Steuervermeidung Firmen leiten 220 Milliarden Dollar in Niedrigsteuerländer

Die Steuervermeidung nimmt weltweit gigantische Ausmaße an. Laut einem Uno-Bericht haben Firmen 2015 einen dreistelligen Milliardenbetrag in Staaten wie Luxemburg oder die Niederlande geleitet.

Luxemburger Innenstadt
AFP

Luxemburger Innenstadt


Firmen aus der ganzen Welt haben im vergangenen Jahr gewaltige Summen in Niedrigsteuerländern geparkt. Insgesamt seien rund 221 Milliarden Dollar in sogenannten Zweckgesellschaften in Länder wie Luxemburg und die Niederlande geflossen, hieß es in einer Analyse der Vereinten Nationen.

Der Geldfluss habe sich aber im vierten Quartal 2015 rapide verlangsamt, nachdem Sonderbegünstigungen für Firmen dort im Zuge des Kampfes gegen unfaire Praktiken im Steuerwettbewerb geändert worden seien, hieß es.

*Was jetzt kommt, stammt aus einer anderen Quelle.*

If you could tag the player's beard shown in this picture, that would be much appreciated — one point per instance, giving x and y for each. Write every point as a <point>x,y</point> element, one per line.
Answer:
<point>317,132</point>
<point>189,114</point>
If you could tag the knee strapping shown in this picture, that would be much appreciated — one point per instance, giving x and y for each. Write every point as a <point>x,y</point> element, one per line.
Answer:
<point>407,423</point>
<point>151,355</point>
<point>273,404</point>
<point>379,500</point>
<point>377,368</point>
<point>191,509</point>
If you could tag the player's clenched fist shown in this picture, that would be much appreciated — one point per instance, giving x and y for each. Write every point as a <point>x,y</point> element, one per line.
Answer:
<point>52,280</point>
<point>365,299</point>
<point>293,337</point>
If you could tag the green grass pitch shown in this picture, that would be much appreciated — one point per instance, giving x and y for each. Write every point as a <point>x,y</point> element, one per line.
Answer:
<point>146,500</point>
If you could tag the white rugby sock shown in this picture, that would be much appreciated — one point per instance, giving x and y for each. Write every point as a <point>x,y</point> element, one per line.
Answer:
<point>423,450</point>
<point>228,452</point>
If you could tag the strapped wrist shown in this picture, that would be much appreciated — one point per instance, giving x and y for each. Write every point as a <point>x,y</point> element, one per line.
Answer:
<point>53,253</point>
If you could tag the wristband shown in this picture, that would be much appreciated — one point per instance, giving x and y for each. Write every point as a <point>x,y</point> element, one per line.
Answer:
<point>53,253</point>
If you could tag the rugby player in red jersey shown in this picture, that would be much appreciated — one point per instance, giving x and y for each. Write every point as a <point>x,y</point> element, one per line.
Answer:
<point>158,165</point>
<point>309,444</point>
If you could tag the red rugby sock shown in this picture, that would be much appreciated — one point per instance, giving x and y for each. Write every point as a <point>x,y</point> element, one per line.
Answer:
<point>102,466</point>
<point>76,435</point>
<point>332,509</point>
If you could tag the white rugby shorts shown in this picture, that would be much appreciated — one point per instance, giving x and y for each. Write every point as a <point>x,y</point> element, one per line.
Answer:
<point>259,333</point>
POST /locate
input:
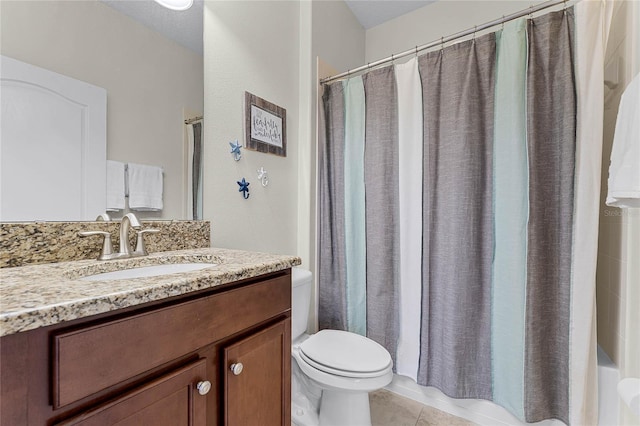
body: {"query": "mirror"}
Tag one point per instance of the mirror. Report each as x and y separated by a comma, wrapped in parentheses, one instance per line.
(153, 82)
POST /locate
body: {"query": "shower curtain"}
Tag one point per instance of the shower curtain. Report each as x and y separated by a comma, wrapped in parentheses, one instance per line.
(194, 170)
(458, 204)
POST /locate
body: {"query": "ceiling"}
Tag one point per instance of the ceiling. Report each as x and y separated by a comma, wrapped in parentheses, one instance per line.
(375, 12)
(185, 27)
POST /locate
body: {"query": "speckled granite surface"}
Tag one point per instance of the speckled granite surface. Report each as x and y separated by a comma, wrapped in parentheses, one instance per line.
(47, 242)
(35, 296)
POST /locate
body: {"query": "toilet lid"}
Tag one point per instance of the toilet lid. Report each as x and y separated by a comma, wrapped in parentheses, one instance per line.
(345, 354)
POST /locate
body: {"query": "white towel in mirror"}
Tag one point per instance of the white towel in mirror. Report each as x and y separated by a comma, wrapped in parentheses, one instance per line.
(115, 186)
(145, 187)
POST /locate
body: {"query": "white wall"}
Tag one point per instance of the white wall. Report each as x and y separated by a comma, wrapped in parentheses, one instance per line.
(434, 21)
(250, 46)
(149, 79)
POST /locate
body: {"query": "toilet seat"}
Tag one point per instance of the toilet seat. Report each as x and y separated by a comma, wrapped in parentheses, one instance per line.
(345, 354)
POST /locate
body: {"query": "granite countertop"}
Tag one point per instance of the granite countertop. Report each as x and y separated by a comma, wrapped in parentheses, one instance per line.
(41, 295)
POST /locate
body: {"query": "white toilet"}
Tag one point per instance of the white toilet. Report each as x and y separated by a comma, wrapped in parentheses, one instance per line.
(332, 371)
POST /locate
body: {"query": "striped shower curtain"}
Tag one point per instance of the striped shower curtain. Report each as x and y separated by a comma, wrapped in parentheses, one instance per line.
(448, 203)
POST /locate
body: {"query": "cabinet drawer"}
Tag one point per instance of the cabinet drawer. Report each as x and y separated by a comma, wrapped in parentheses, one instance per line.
(169, 400)
(89, 360)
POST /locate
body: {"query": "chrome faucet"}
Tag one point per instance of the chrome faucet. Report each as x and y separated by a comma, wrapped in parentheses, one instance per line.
(103, 217)
(128, 221)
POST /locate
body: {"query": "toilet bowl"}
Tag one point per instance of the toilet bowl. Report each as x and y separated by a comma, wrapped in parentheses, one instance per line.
(333, 370)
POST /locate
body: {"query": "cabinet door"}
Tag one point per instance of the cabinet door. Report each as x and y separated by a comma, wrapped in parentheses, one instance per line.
(169, 400)
(260, 392)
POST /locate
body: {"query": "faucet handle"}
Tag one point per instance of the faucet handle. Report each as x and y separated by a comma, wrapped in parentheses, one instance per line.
(107, 248)
(140, 247)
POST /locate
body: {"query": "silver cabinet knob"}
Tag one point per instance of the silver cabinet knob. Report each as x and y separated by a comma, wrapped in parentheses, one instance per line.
(236, 368)
(203, 387)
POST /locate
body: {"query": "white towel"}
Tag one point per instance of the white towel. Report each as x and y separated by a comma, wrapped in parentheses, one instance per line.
(145, 187)
(115, 186)
(624, 169)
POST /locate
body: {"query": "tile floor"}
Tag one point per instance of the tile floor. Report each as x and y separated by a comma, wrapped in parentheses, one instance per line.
(390, 409)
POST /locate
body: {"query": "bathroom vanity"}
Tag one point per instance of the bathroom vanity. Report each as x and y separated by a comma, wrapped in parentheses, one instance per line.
(198, 348)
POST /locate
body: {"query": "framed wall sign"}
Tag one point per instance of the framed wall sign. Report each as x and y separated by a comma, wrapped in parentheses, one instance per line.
(265, 126)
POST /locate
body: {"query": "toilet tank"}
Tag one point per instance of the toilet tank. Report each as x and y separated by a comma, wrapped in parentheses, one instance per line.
(301, 281)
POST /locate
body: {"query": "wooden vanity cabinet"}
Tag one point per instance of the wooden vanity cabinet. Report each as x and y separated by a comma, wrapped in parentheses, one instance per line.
(152, 365)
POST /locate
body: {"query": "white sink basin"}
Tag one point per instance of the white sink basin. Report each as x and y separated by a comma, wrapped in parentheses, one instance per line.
(148, 271)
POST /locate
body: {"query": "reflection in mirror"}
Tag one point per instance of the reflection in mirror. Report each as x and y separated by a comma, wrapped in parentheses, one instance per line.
(153, 83)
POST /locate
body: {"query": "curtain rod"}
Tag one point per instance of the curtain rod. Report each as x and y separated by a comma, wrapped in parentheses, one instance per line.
(440, 42)
(194, 119)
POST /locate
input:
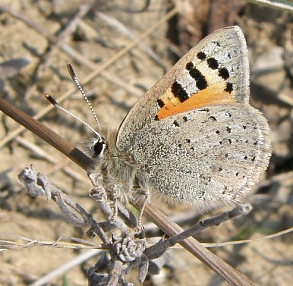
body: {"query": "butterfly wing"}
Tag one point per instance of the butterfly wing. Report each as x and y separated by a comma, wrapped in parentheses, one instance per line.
(185, 134)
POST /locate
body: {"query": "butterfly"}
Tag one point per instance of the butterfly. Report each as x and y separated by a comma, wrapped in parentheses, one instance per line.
(193, 138)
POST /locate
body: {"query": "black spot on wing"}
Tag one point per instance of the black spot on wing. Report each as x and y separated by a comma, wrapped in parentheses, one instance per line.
(189, 66)
(212, 63)
(179, 92)
(229, 87)
(160, 103)
(201, 55)
(176, 123)
(201, 82)
(223, 73)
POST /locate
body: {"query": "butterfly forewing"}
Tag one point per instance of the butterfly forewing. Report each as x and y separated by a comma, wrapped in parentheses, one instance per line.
(193, 137)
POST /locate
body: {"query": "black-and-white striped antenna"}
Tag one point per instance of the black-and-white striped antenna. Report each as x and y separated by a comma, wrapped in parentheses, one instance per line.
(57, 105)
(74, 78)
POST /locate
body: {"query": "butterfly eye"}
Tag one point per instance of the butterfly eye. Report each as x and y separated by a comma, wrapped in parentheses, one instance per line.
(99, 147)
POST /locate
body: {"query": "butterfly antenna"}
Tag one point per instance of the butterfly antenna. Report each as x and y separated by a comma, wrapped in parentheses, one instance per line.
(57, 105)
(74, 78)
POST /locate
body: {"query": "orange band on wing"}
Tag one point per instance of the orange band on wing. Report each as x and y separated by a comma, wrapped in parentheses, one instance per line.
(209, 96)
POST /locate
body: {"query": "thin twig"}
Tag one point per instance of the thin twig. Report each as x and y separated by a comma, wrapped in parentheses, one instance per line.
(98, 71)
(214, 262)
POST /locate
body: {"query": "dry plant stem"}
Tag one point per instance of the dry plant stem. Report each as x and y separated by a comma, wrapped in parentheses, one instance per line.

Darüber hinaus flossen laut Uno im selben Jahr rund 72 Milliarden Dollar in Steueroasen wie die Britischen Jungferninseln oder die Kaimaninseln. Steueroasen sind für Investoren nicht nur wegen niedrigster Steuersätze attraktiv, sondern auch wegen kaum bestehender Kontrollen und Informationspflichten. Die genannte Zahl für den Geldfluss in diese Staaten bewege sich im Rahmen des langjährigen Durchschnitts.

In den vergangenen Jahren hat die internationale Gemeinschaft ihre Bemühungen zur Schließung von Steuerschlupflöchern für Konzerne wie für Privatpersonen massiv verschärft. Erst kürzlich starteten die fünf größten europäischen Länder nach dem Bekanntwerden der sogenannten Panama Papers eine Initiative, um das Verstecken von Geldern in Briefkastenfirmen zu erschweren.